I sure hope that CTCA is as good as it seems. Patients in the throes of "C" can be very desperate and easy pickens' for the wrong ones. See Laetrille and the Contrares(sp) brothers

Anonymous said...

My dad was first diagnosed with stage 3 colon cancer. He has had two surgerys, chemo and now is stage 4 and its everywhere. He has seen over 5 different dr's and no one seems to care or can even figure out how to treat him. So i called Ctca and he is there now. From his first phone call i could here some hope and happiness in his voice. Im not sure how it will turn out as his cancer is advanced. The one thing i can say thus far is they are treating my dad very good and giving him a feeling of hope. Which is more than the last five did. Ill post again with an update after he returns.

Sandra Beckwith said...

Good luck, Anonymous. There's always hope.

Anonymous said...

Just wanted to leave an update about my dad at ctca. He said that his care has been excellent there and that they have way better Dr's who explain things. He also has only had to spend a hundred dollars out of pocket for his room. He also says that most people there are not even sick from their chemo treatments and that a lot of these people even came from Md anderson, mayo clinic and other top hospitals. I just wished we would have went here first. If you have a doubt i would reccomend ctca. If they except you and your insurance go there first! Dont wait they are what they claim to be.

Anonymous said...

Please update us.

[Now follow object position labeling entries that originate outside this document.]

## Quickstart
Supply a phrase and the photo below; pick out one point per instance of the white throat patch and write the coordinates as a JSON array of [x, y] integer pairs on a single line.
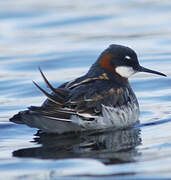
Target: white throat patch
[[125, 71]]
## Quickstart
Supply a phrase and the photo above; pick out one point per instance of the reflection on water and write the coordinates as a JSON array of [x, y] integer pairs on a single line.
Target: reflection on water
[[64, 38], [114, 147]]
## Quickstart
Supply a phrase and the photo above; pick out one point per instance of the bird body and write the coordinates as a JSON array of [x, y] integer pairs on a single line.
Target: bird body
[[101, 99]]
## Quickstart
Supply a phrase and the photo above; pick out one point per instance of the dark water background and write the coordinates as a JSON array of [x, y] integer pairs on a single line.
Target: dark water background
[[64, 38]]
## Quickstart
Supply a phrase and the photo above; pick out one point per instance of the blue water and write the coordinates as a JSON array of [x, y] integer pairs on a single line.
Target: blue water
[[64, 38]]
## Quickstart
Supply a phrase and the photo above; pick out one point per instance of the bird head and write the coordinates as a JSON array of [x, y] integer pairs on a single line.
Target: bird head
[[123, 61]]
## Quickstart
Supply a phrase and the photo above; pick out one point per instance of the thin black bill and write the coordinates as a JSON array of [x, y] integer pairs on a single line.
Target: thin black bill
[[143, 69]]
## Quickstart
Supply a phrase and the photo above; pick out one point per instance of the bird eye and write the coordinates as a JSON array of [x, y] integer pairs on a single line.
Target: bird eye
[[127, 57]]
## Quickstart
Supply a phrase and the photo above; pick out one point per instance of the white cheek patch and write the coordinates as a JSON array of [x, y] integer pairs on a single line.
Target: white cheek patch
[[125, 71]]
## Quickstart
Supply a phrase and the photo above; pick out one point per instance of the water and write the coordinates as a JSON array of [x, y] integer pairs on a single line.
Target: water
[[64, 38]]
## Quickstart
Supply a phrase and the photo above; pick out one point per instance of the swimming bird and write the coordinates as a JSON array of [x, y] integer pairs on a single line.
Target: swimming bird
[[100, 99]]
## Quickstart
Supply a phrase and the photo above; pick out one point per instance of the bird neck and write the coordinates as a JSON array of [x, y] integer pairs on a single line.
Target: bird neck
[[97, 70]]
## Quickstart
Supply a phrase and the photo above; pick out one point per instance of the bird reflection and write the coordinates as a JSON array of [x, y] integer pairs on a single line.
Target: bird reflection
[[112, 147]]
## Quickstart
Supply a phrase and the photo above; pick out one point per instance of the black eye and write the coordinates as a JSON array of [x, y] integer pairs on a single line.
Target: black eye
[[127, 57]]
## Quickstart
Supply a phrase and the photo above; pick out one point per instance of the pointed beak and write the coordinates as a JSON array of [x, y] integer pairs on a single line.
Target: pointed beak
[[142, 69]]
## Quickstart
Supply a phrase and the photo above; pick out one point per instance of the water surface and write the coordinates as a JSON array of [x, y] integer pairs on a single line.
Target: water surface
[[64, 39]]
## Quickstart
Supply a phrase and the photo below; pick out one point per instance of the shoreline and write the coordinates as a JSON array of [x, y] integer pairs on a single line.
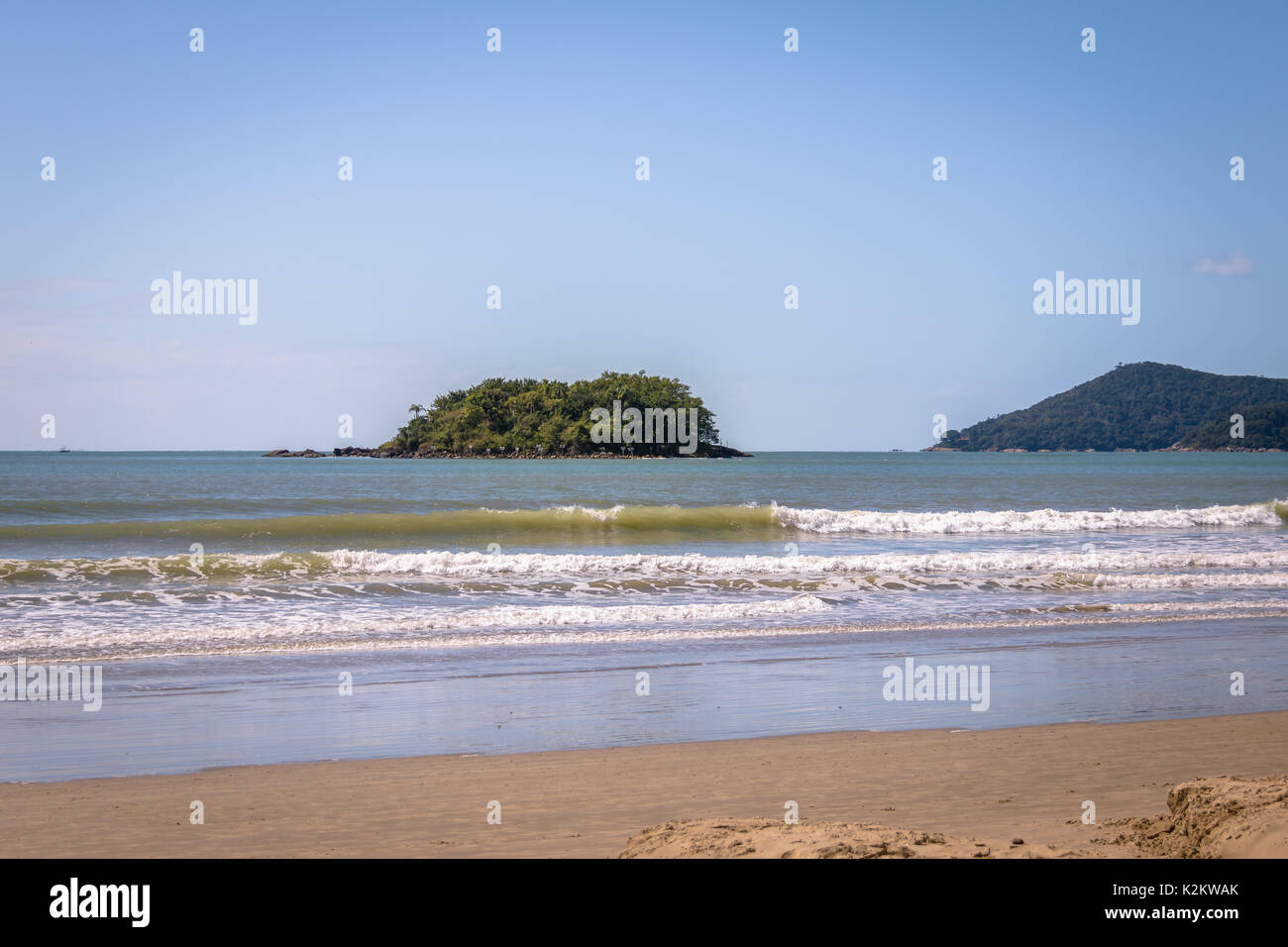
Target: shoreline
[[589, 802]]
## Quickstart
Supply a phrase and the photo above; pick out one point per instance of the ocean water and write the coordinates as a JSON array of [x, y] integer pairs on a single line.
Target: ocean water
[[487, 605]]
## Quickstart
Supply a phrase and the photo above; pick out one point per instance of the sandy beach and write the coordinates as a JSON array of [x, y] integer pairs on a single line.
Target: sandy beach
[[980, 789]]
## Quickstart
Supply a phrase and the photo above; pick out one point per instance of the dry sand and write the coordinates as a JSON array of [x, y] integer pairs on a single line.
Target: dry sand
[[949, 792]]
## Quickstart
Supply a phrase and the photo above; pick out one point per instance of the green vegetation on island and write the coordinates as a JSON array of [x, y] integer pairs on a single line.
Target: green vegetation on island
[[1145, 406], [507, 416]]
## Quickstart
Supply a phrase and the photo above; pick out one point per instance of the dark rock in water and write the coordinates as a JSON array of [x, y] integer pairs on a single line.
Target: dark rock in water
[[706, 451]]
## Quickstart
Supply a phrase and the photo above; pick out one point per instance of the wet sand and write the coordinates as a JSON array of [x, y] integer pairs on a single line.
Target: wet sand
[[986, 787]]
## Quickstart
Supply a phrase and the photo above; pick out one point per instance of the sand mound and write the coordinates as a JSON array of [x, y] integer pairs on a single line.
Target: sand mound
[[763, 838], [1222, 817]]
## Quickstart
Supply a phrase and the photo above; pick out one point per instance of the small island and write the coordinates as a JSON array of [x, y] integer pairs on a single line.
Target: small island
[[1145, 406], [616, 415]]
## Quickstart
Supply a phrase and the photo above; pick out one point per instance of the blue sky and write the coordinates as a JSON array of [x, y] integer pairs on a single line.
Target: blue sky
[[518, 169]]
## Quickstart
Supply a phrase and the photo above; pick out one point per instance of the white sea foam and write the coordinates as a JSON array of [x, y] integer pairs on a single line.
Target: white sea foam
[[983, 562]]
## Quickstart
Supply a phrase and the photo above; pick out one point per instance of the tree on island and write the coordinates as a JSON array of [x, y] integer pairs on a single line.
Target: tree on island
[[528, 416]]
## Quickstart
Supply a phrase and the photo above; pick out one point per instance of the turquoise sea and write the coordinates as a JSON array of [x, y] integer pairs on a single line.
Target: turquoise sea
[[494, 605]]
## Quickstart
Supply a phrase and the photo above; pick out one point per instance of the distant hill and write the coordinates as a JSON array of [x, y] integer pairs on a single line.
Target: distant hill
[[1146, 406]]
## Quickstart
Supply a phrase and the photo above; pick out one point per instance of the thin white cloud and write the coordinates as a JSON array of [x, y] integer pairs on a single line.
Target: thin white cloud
[[1234, 264]]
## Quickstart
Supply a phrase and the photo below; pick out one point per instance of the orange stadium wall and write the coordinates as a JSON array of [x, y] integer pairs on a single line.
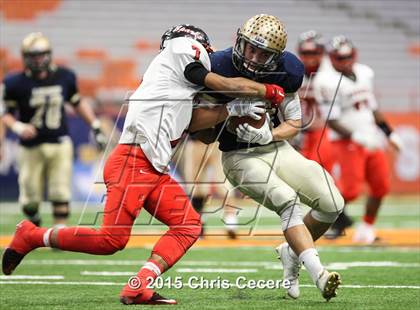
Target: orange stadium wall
[[405, 166]]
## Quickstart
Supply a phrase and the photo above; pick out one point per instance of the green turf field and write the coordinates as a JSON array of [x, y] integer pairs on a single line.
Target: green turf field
[[373, 278]]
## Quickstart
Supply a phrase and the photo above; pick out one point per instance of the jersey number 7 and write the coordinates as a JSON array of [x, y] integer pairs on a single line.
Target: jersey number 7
[[197, 52]]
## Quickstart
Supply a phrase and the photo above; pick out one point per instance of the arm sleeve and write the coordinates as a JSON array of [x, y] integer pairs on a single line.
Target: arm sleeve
[[8, 101], [195, 73], [73, 95], [290, 108], [190, 59]]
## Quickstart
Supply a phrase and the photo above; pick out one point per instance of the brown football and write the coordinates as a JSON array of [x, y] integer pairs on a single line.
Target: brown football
[[235, 121]]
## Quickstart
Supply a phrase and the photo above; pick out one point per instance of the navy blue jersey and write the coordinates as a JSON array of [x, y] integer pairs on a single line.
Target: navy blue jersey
[[41, 102], [289, 76]]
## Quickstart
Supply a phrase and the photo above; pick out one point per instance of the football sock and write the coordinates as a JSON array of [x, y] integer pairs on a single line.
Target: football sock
[[149, 272], [291, 252], [231, 222], [37, 237], [310, 259], [369, 219], [92, 241], [198, 203]]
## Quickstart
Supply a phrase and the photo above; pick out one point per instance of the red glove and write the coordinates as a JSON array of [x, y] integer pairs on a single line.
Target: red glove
[[274, 93]]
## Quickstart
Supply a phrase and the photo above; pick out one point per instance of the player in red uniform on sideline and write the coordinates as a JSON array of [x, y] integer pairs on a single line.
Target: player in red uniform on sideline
[[356, 124], [135, 173], [316, 144]]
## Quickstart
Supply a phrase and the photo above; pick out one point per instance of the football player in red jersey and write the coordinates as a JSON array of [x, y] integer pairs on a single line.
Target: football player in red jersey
[[136, 172], [316, 144], [356, 124]]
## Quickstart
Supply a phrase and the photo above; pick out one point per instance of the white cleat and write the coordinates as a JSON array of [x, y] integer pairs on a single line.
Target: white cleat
[[291, 268], [365, 233], [328, 283]]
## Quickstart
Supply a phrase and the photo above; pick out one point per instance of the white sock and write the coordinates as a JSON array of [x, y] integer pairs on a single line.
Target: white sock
[[291, 252], [231, 222], [46, 237], [310, 259]]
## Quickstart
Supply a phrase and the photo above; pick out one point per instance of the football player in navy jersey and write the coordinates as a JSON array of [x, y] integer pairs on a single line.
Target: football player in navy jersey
[[34, 110], [262, 164]]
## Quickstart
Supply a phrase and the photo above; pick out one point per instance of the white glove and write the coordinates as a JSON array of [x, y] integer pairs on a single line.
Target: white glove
[[24, 130], [240, 107], [251, 134], [396, 141], [369, 141]]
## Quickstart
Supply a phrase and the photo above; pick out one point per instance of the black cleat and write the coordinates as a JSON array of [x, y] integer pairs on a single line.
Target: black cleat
[[11, 259]]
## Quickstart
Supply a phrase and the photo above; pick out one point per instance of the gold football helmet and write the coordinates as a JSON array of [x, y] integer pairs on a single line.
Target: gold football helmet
[[36, 52], [265, 32]]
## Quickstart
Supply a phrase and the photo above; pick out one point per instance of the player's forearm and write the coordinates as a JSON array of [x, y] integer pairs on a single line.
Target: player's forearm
[[86, 112], [382, 123], [203, 118], [286, 130], [9, 120], [207, 136], [234, 87], [340, 129]]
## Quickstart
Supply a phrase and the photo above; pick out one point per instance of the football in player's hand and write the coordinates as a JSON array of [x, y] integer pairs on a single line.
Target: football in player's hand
[[235, 121]]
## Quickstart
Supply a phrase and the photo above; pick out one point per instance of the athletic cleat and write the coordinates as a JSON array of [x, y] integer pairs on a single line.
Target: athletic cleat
[[156, 299], [365, 233], [328, 283], [18, 248], [291, 267]]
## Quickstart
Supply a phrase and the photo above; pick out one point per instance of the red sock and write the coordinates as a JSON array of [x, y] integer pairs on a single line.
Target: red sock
[[150, 271], [369, 219], [37, 237]]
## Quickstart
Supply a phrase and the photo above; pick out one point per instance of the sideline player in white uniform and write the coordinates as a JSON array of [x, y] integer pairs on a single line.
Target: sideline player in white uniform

If it's bad, I'm sure it's hard to post, but if it's good the more hope there can be.

Susan Bridges said...

I am very happy for Roger Stump, but his survival represents the less than 1% of pancreatic cancer survivors. Please do not go to CTCA and think you are going to be the next Roger Stump. You would have a better chance of being struck by lightning and winning the lottery too. We went there with stage IV cancer and without even a current scan, they hooked my 58 year old athletic husband up to toxic chemo. The cancer was absolutely everywhere, and they didn't even check, but they did get a BIG CHECK....$80,000 without even spending a night in a hosptial. He was there about 6 hours and the last four months of his life were completely miserable. He went from 195 to 137 and looked like a walking skeleton. I wish I had never seen those constant television ads that give desperate people like us that glimmer of hope that is completely false.